Conda and rubin-env¶
The Science Pipelines stack uses conda
as its primary package manager for obtaining third-party Python and C++ dependencies.
In particular, the conda-forge
distribution channel is used, as it provides a wide selection of community-maintained but rigorously verified packages.
rubin-env
¶
The list of required dependencies is maintained in a conda-forge
metapackage named rubin-env
.
Use of a metapackage rather than an environment specification allows for simple installation and environment creation by end users.
rubin-env
is intended to be the minimal set of dependencies required to build and execute all packages of lsst_distrib
in production.
It does not necessarily include dependencies useful for developers to modify existing packages or add new packages.
It also does not necessarily include dependencies useful for science users to analyze, visualize, or otherwise work with raw Science Pipelines inputs or output data products.
In the future, an expanded rubin-env-plus
may be created that would include additional dependencies for convenience and to ensure that compatible versions of all packages can be determined.
rubin-env
would then become a subset of this environment.
Requests for additions to rubin-env
should be made via RFC.
The DM-CCB must approve such requests.
Versioning rubin-env
¶
rubin-env
has a standard semantic version number with major, minor, and patch components, in addition to a conda-internal build number.
These components are updated as follows:
Build: increment when adding a
<
pin for an existing dependency, as this preserves compatibility with previous builds of the environment.Patch: increment when adding a
>
pin for an existing dependency that is compatible with old code (no major version update) or when adding a<
pin that is earlier than the previous pin.Minor: increment when adding a new dependency.

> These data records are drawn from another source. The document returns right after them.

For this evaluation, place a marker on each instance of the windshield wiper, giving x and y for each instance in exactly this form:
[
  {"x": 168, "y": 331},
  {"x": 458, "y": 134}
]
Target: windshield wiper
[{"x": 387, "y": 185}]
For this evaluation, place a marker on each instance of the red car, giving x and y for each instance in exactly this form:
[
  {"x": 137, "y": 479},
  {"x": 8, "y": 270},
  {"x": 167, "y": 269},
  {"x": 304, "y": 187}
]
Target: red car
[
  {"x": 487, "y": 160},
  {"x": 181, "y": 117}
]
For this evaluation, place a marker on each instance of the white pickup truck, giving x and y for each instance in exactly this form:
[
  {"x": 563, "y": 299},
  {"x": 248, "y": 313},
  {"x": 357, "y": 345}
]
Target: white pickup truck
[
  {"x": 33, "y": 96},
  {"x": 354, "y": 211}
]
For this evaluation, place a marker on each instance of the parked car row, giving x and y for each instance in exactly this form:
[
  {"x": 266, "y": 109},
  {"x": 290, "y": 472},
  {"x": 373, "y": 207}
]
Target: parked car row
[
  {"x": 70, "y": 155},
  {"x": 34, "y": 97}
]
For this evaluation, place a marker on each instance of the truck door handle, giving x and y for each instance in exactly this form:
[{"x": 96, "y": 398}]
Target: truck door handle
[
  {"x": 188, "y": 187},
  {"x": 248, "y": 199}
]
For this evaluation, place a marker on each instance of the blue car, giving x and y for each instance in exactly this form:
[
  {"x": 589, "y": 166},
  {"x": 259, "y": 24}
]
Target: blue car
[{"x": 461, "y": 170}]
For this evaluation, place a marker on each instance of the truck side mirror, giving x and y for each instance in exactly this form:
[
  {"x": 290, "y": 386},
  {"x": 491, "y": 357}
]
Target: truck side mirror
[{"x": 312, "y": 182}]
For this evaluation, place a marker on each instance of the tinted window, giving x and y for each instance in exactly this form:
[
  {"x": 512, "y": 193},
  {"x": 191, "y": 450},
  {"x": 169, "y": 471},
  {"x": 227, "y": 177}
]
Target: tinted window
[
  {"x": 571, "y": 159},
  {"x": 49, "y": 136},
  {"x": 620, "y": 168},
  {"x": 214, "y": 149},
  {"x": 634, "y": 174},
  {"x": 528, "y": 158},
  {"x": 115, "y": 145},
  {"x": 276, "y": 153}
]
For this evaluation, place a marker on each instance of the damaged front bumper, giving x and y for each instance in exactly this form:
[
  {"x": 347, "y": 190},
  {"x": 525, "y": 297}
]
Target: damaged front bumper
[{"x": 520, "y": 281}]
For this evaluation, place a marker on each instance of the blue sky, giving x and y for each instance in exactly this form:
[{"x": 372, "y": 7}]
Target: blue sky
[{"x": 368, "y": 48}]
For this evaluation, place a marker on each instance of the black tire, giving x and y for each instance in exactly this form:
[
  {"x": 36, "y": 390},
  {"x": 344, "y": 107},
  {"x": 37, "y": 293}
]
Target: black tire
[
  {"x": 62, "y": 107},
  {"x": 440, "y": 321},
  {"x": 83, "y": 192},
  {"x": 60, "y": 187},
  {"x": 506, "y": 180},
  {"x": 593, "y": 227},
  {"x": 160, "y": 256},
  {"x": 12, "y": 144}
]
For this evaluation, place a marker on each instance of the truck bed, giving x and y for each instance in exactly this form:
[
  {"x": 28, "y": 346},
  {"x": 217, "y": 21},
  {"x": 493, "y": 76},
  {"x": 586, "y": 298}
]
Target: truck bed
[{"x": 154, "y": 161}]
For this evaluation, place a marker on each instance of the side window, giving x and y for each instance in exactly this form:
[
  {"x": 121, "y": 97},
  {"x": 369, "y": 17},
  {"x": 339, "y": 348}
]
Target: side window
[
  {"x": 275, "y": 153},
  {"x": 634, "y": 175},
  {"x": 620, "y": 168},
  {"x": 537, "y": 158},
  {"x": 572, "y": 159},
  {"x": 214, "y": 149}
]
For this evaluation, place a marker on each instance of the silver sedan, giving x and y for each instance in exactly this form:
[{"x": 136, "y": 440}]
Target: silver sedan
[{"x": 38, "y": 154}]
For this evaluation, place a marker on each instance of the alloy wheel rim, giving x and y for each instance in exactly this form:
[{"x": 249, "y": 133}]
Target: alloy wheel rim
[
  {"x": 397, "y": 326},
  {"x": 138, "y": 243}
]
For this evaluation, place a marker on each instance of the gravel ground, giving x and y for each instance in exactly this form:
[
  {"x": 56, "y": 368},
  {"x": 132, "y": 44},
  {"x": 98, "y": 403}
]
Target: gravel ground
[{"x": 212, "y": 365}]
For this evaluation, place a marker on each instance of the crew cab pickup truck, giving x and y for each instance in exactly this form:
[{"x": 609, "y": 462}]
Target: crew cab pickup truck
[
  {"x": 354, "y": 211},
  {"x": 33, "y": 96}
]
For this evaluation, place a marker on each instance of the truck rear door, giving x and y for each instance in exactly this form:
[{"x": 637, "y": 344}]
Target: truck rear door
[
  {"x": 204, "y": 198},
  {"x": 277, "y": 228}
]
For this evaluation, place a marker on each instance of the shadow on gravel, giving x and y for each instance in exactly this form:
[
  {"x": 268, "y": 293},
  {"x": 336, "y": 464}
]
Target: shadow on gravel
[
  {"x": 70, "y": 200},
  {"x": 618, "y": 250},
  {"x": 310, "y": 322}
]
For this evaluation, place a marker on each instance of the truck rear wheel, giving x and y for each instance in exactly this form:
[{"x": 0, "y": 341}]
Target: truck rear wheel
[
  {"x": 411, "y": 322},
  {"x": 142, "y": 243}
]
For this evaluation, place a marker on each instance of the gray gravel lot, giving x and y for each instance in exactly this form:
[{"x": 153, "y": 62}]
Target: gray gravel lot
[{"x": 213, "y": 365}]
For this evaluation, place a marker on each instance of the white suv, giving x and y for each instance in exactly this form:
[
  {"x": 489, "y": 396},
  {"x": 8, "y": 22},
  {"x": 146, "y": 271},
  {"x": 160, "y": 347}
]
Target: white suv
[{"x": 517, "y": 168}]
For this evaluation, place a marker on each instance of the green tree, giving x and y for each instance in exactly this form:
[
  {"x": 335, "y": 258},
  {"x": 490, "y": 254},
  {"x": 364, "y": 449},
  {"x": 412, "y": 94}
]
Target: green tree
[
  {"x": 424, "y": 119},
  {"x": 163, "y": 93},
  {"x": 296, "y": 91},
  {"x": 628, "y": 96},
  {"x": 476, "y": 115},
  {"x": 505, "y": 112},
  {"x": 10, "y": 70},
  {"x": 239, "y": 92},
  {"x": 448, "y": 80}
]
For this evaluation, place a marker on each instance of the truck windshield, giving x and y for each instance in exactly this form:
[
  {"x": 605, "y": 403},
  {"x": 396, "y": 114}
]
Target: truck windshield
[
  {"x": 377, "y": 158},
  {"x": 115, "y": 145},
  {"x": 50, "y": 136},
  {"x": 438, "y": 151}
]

Major: increment when removing a dependency, or when removing a pin, or when changing a dependency major version
Rubin Science Platform notebooks¶
Rubin Science Platform notebooks use a container that is built from each release.
As part of the container build process, additional packages useful in the notebook environment are added to the conda environment.
The list of packages is maintained in lsst-sqre/nublado2
; requests for additions to this list should be made via RFC.
“Exact” environments¶
The conda environments used by Jenkins to build nightly, weekly, and official releases are preserved as conda list --explicit
outputs in eups.lsst.codes
.
These can be used in place of the rubin-env
metapackage to exactly reproduce a build for consistency in production or for debugging.
Both newinstall
and lsstsw
allow specification of an eups tag to retrieve the exact environment used when that tag was published.